NEW YORK (GenomeWeb) – Collaborators from China, the US, the Philippines, and France are sharing results from the 3,000 Rice Genomes (3K-RG) Project, an effort to characterize the genetic and genomic variation across Asian cultivated rice accessions.
The team — led by investigators at the Chinese Academy of Agricultural Sciences, BGI-Shenzhen, and the International Rice Research Institute — sequenced and analyzed 3,010 cultivated rice representatives, identifying millions of SNPs, small insertions or deletions, and structural variants falling in and across the Asian rice populations identified. The findings, appearing online today in Nature, also highlighted genes that are shared between rice populations, along with genes falling in the broader rice pan-genome.

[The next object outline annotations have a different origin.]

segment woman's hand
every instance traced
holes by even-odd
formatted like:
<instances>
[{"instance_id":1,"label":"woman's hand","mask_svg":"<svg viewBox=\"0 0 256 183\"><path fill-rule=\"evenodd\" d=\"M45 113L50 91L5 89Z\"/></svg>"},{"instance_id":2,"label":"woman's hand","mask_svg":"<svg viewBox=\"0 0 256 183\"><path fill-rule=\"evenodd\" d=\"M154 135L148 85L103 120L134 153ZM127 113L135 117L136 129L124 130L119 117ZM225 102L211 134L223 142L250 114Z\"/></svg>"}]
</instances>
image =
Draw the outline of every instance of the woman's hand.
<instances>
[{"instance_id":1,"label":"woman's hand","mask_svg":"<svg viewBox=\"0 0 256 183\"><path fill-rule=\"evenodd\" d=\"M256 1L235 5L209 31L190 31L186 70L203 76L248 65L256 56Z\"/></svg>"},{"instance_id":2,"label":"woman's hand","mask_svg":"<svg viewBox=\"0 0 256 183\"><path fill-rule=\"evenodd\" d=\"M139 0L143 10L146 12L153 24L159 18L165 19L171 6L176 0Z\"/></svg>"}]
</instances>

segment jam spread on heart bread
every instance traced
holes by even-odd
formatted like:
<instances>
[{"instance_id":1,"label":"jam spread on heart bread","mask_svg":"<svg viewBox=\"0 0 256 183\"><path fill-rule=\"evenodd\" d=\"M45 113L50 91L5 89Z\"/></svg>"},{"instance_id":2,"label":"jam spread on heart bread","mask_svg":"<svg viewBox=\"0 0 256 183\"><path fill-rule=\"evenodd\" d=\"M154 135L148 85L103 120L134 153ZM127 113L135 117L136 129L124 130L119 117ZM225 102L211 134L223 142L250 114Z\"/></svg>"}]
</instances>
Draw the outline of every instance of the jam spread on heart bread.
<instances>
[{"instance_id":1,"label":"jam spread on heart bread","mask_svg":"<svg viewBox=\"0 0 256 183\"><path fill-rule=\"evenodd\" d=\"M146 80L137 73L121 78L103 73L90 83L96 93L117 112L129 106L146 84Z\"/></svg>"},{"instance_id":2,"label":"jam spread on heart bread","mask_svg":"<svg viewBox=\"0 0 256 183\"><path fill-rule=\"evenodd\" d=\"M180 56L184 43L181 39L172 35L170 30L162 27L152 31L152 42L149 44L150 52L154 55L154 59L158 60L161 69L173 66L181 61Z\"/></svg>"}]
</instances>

"The next challenge will be to examine associations of the 3K-RG genetic variation with agriculturally relevant phenotypes measured under multiple field and laboratory environmental conditions; this will guide and accelerate rice breeding by identifying genetic variation that will be useful in breeding efforts and future sustainable agriculture," the authors wrote.
The team embarked on the 3K-RG effort to spell out the diversity within and across Asian cultivated rice accessions, which until now have been placed in two broad groups within the Oryza sativa rice species. The Xian/Indica (XI) accessions are typically grown in diverse but less challenging environments, while rice accessions in the Geng/Japonica (GJ) group are more often found in harsh, high-altitude, and/or high-latitude environments.
As they outlined in GigaScience in 2014, the researchers sent rice genomic DNA to BGI-Shenzhen for Illumina sequencing. After sequencing 3,024 rice genomes and tossing out data for 14 accessions that did not meet their quality control criteria, they aligned reads for the other 3,010 accessions to a Nipponbare RefSeq rice reference to track down informative variants.
The search led to more than 29 million SNPs, the team reported. Nearly 8 percent of those SNPs appeared to have moderate to high effects on other features in the genome, while just over 5 percent were classified as low-effect SNPs. The genomes also housed some 2.4 million small insertions and deletions.
Based on genome sequence data for 453 rice accessions with particularly deep coverage, the researchers narrowed in on 93,683 structural variants, or 12,178 structural variants per rice genome, on average.
Along with five main rice clusters reported in the past, the team was able to identify nine rice sub-populations, coinciding with the geographic distributions of these plants, while the structural variant profiles provided the basis for a phylogenetic analysis on the most deeply sequenced accessions.
When they added insights from the 268 million bases of rice sequences that were poorly represented in the rice reference genome, the researchers narrowed in on 12,465 newly detected protein-coding sequences and thousands of other partial gene sequences. Beyond the 12,770 to 14,826 gene families that made up the core rice genome, the team placed more than 9,000 "distributed" gene families in the broader rice pan-genome — an analysis informed by new reference genome sequences generated for two rice representatives using Illumina and PacBio sequences.
"Our analysis brings more resolution to the within-species diversity of O. sativa," the authors wrote. For example, they noted that the GJ rice from more challenging environments tended to have broader core genomes, while the pan-genomes in the XI rice eclipsed that of the GJ accessions.
"A closer look at patterns of haplotype sharing at domestication genes suggests that not all 'domestication' alleles came to XI from GJ," they noted. "Taken together, our results — combined with archeological evidence of XI cultivation for [more than] 9,000 years in both India and China — support multiple independent domestications of O. sativa."